Il faut avancer au moteur et là tout se gâte : le moteur tousse, s’étouffe et s’arrête. Bricolage, de nuit dans une mer formée… et cela se reproduira régulièrement jusqu’aux abords des cinquantièmes lorsque je découvrirai que la pompe moteur possède un filtre intégré qui s’était encrassé à cause d’un mauvais montage du pré-filtre. Que d’angoisses, que de mauvais moments auraient pu être évités !

Passage du golfe de San Jorge sans grands problèmes (à part le moteur) et, à la sortie, une brise de 35 nœuds nous attend.


Après une nuit plutôt sport, bascule de vent qui s’effondre puis nous reprenons tout doucement de la vitesse. Le vent tourne régulièrement au fur et à mesure du passage d’un système dépressionnaire. Le moteur est sollicité périodiquement et nous pose encore problème. De jour ou de nuit il faut prendre les clés démonter, changer le circuit d’alimentation car il est évident que le problème vient de là... Mais il faudra encore bien du temps pour penser à un filtre caché dans la pompe…

Le 31 décembre. - Nous prenons à nouveau la cape pour une dizaine d’heures au large de puerto San Julian. Il suffit de jeter un œil sur les cartes de détail d’entrée du port pour comprendre que nous préférons rester au large…

J’essaie de pêcher mais les oiseaux sont bien plus prompts sur le leurre que les poissons. Résultat : après plusieurs accrochages avec quelques volatiles, un albatros ne veut plus lâcher la ligne et emporte appât et une bonne longueur de nylon.

Je n’étais pas venu pour pêcher des oiseaux ! Je rentre en maugréant tout l’attirail de pêche et ne le ressortirai plus avant Puerto Montt.


ernest sur l eau



2 janvier 2008. - Plus de 36 heures de cape dans la Bahia Grande au nord de Magellan.Il n’y a pas grand-chose à faire que d’attendre. Jonathan, le bateau ami qui nous accompagne, n’en finit pas de dériver. Bien qu’à la cape, son franc bord élevé le pousse vers la côte à plus de deux nœuds. Angoisse du skipper qui passera sa nuit à échafauder des solutions, au cas où…
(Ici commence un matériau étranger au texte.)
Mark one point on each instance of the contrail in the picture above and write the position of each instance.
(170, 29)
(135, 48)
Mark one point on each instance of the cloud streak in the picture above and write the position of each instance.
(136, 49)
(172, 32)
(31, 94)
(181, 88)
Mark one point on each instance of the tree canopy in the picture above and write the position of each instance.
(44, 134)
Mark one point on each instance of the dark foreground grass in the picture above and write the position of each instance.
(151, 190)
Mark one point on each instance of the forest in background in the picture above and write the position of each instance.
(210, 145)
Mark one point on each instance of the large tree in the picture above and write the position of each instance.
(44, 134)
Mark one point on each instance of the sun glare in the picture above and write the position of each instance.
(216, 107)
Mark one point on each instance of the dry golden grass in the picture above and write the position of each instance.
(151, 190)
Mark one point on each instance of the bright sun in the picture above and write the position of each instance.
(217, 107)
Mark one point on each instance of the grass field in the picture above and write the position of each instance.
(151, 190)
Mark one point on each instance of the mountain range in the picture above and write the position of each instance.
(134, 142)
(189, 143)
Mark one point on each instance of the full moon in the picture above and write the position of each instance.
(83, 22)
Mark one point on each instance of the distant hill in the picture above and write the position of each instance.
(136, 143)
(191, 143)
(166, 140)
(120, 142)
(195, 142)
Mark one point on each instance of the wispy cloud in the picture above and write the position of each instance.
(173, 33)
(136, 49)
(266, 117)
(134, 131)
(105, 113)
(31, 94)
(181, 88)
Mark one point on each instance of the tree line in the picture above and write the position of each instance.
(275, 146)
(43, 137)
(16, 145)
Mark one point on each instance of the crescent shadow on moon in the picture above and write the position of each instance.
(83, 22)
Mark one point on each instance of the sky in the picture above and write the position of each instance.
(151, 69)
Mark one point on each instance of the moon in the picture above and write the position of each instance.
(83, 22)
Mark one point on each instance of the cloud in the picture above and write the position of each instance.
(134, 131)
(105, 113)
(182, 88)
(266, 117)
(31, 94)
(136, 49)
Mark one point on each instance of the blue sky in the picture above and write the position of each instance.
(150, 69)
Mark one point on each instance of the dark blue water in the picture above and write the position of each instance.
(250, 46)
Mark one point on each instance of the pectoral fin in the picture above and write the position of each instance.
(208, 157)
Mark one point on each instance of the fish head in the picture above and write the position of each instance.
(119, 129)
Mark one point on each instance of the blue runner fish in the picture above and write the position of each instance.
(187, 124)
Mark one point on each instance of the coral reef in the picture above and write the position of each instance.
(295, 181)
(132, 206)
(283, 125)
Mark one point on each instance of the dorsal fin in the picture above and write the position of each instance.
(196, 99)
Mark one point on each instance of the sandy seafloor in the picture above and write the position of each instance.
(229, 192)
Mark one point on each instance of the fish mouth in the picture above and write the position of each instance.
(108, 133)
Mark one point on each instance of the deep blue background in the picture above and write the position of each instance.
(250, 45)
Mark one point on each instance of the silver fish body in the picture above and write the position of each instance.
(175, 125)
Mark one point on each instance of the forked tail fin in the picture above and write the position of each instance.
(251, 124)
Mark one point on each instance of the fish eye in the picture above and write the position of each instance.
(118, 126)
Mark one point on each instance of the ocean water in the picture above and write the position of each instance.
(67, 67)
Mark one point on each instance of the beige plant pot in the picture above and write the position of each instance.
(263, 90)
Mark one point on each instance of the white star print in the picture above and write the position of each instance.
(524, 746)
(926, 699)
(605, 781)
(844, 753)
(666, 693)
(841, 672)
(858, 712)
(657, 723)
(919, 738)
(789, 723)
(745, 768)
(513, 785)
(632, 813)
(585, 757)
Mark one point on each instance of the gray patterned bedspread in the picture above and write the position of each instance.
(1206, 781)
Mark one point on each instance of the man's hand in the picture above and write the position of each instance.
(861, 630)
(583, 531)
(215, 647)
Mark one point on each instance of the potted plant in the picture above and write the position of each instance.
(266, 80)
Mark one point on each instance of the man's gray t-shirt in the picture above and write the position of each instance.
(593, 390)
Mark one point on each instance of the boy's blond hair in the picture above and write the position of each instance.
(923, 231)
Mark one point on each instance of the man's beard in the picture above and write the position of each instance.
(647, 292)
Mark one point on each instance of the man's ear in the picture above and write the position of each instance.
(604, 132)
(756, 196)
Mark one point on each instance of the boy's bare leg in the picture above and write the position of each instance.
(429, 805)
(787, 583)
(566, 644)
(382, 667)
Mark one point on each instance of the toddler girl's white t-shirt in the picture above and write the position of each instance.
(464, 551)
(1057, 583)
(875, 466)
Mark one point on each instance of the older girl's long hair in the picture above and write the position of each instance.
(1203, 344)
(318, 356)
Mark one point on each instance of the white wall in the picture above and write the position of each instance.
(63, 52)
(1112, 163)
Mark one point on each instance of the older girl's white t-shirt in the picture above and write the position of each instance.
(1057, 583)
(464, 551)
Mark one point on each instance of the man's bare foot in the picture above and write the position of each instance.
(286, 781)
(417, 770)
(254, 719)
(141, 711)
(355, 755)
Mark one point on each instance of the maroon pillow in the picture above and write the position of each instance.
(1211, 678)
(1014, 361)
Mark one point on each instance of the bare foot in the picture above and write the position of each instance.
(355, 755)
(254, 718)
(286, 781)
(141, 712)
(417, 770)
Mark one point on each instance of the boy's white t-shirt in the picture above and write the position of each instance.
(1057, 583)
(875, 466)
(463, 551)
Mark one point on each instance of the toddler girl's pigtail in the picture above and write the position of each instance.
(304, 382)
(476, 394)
Le 4 janvier. - Nous passons l’entrée de Magellan. Un cargo nous signale par radio qu’un fort coup de SW est annoncé. Et effectivement le grand rodéo commence au milieu de la nuit. Martine, qui vient à peine de descendre se coucher, se fait copieusement éjecter de la bannette et aucun de nous deux ne pourra y retourner de toute la nuit. L’éolienne, que nous n’avions pas pris la précaution d’arrêter, va commencer sa longue plainte et perdre quelques vis qui fixent le capot protecteur devant l’hélice.
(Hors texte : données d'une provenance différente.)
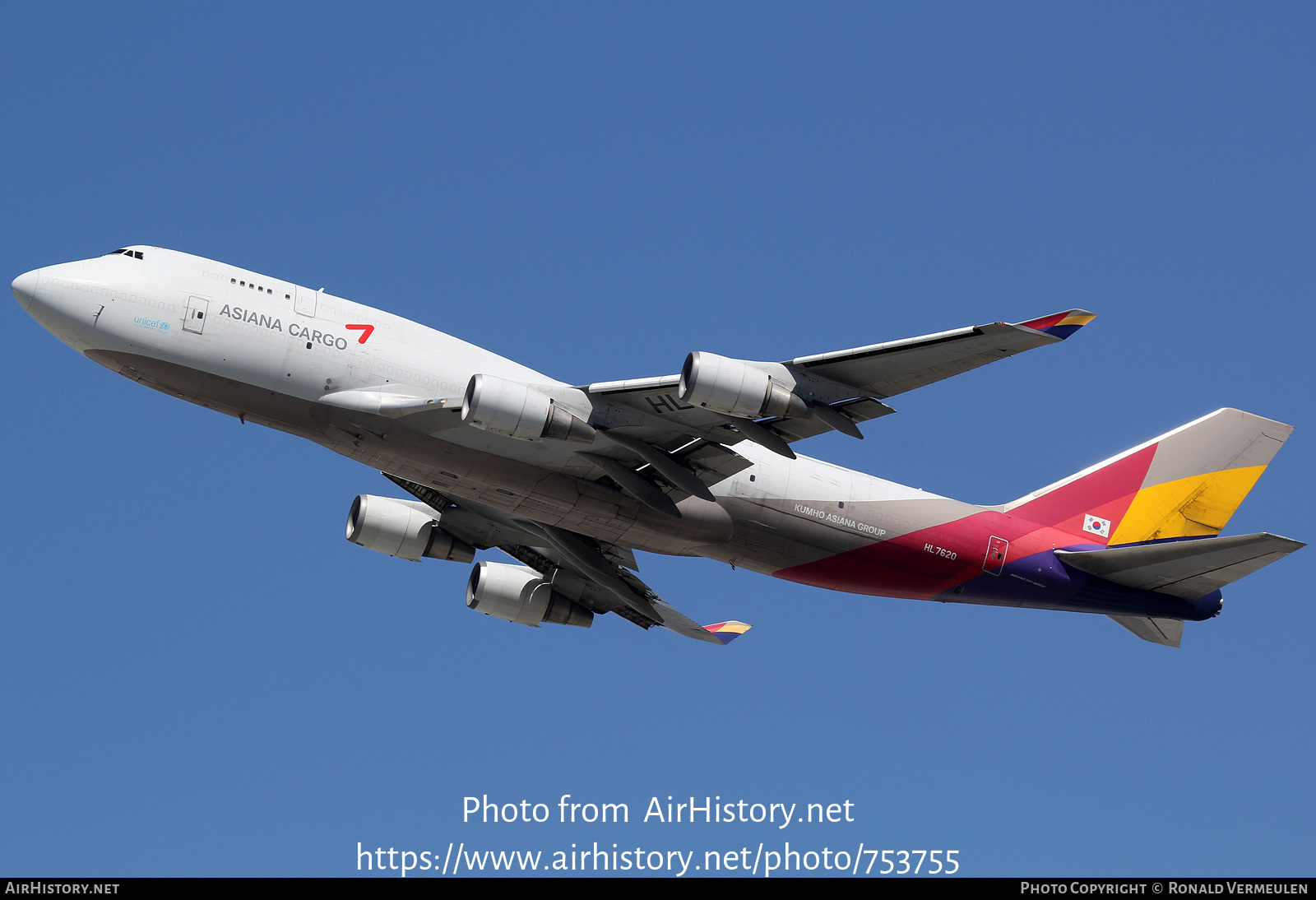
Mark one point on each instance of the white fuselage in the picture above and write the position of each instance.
(270, 350)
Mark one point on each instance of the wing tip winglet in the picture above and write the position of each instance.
(1061, 324)
(727, 632)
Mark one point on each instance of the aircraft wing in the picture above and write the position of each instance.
(587, 571)
(839, 390)
(885, 370)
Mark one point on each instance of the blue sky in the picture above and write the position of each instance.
(202, 676)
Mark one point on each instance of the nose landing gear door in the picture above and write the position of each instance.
(197, 309)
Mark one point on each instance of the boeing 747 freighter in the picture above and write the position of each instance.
(570, 479)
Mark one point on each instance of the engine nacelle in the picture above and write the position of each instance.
(736, 388)
(403, 528)
(520, 595)
(517, 410)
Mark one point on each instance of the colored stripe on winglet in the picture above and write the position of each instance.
(728, 632)
(1061, 324)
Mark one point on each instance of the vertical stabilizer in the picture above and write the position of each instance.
(1184, 483)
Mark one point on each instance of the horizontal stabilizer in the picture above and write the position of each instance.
(1157, 630)
(1182, 568)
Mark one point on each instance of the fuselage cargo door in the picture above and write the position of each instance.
(995, 559)
(197, 309)
(359, 368)
(306, 303)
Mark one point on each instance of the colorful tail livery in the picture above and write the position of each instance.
(1151, 504)
(1061, 324)
(728, 632)
(1186, 483)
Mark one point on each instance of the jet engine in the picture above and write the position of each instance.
(520, 595)
(736, 388)
(515, 410)
(403, 528)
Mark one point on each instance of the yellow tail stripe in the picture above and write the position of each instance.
(1189, 507)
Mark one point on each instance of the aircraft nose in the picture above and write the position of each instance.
(25, 287)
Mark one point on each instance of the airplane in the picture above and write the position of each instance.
(570, 480)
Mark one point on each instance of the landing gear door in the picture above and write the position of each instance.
(197, 309)
(306, 303)
(995, 559)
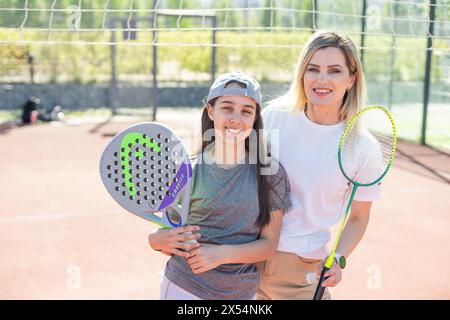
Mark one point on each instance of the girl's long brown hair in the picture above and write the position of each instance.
(265, 188)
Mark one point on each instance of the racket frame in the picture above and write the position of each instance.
(330, 260)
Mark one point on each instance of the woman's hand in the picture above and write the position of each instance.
(333, 276)
(206, 257)
(175, 241)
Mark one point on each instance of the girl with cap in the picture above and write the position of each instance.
(237, 202)
(328, 89)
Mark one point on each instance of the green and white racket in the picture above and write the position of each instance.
(147, 170)
(366, 151)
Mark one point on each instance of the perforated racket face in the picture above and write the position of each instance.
(145, 168)
(367, 147)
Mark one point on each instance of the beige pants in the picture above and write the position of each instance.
(284, 278)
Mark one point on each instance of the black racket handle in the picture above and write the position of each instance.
(320, 290)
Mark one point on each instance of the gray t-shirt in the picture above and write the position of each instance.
(224, 203)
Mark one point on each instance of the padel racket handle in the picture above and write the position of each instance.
(320, 290)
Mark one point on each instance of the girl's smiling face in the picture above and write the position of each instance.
(327, 78)
(233, 117)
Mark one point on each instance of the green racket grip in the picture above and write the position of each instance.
(320, 290)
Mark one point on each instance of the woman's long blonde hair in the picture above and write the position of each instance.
(354, 99)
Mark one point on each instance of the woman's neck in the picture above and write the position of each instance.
(228, 155)
(324, 115)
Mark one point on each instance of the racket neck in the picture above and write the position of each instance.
(330, 259)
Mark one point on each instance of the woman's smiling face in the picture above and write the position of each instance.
(233, 117)
(327, 78)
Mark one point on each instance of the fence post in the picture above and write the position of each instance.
(394, 8)
(213, 49)
(155, 63)
(113, 81)
(363, 31)
(426, 87)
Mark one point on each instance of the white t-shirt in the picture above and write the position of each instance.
(309, 153)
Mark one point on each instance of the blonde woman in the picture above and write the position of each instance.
(328, 89)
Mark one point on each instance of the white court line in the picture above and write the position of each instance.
(40, 217)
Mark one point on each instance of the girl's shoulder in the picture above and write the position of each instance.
(274, 172)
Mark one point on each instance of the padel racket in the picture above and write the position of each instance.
(366, 151)
(147, 170)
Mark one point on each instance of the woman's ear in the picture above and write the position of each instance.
(210, 110)
(351, 81)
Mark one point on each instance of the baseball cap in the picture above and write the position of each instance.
(252, 87)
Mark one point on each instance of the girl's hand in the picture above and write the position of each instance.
(334, 275)
(174, 241)
(205, 258)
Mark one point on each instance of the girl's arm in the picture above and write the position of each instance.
(351, 235)
(208, 257)
(174, 241)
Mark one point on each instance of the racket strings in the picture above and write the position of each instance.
(145, 169)
(368, 147)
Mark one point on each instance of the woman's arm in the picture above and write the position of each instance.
(355, 227)
(174, 241)
(351, 235)
(208, 257)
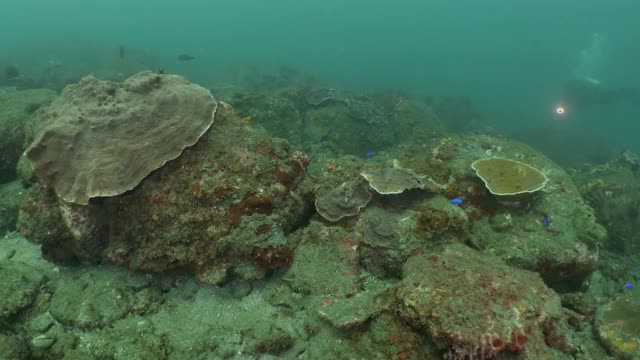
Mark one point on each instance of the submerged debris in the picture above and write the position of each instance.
(509, 177)
(392, 180)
Le vent hurle littéralement dans les haubans, Ernest gémit et se cabre sous voilure plus que réduite, la courroie crantée du pilote électrique en perdra toutes ses dents mais le bateau et son équipage tiendront jusqu’à ce que les éléments se calment.

Le lendemain en fin de journée le vent est toujours soutenu, de secteur SW et nous nous approchons du détroit de Lemaire. C’est un passage difficile que nous ne voulons pas aborder avec des vents contraires. Décision est donc prise de se mettre à la cape en attendant la bascule de vent prévue pour le lendemain. Nous sommes tellement fatigués que nous accueillons ce répit avec bonheur.
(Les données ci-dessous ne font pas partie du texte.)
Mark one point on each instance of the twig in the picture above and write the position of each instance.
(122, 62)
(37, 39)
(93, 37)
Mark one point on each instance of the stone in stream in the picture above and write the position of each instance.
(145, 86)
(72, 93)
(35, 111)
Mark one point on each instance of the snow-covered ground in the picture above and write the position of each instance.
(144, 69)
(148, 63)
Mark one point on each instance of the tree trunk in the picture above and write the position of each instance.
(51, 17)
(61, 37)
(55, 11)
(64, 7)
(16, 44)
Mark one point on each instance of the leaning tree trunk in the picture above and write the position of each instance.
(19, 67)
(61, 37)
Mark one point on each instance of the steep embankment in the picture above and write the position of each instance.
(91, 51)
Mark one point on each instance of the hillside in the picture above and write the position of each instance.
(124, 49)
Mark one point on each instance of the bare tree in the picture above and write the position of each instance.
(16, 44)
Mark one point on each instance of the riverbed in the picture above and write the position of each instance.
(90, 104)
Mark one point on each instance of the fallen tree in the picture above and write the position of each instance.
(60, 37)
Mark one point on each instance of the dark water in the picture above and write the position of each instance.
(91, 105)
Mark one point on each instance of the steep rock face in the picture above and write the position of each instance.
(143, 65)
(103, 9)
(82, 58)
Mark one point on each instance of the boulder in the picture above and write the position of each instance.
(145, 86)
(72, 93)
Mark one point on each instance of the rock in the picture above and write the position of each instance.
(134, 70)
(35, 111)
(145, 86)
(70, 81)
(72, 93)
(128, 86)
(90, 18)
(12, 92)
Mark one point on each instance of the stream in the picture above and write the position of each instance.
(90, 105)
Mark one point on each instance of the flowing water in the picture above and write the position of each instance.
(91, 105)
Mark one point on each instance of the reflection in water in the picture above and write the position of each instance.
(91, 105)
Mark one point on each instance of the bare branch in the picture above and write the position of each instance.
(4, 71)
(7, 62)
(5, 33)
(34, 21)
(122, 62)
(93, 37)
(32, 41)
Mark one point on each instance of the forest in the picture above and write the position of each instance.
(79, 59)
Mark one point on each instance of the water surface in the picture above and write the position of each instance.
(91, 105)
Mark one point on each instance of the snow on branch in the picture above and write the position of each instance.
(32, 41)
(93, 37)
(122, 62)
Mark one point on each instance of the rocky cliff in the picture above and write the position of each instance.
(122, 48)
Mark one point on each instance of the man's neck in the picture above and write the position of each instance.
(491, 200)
Ce matin du 6 janvier - Nous nous approchons du détroit et, bien qu’à plus de vingt mille et à une heure de la fin de la marée, les courants se font déjà fortement sentir.

Au moment où nous embouquons le détroit le vent et la mer se combinent dans le même sens et c’est sur un vrai tapis roulant et à grande vitesse que nous allons entrer dans Beagle !


La nuit tombe quand nous sortons du détroit et je suis ahuri de voir la vitesse sur le fond tomber à zéro œud alors qu’Ernest porte toutes ses voiles et que le vent souffle 10-15 nœuds !

Nous allons commencer à apprendre qu’on joue autant avec les courants qu’avec le vent dans cette région du monde : Nous mettrons la journée du lendemain à tirer des bords contre vents et courants pour pouvoir faire les quinze milles qui nous séparent de Bahia Aguirre.

Le 7 janvier au soir. - Après 17 jours de mer difficiles et 1522 milles parcourus nous plantons enfin notre pioche dans le sable de puerto Espagnol dans la Bahia Aguirre.

Enfin, dormir une nuit entière et oublier un peu les conditions météo…

La suite sera loin de nous donner raison, mais c’est une autre histoire.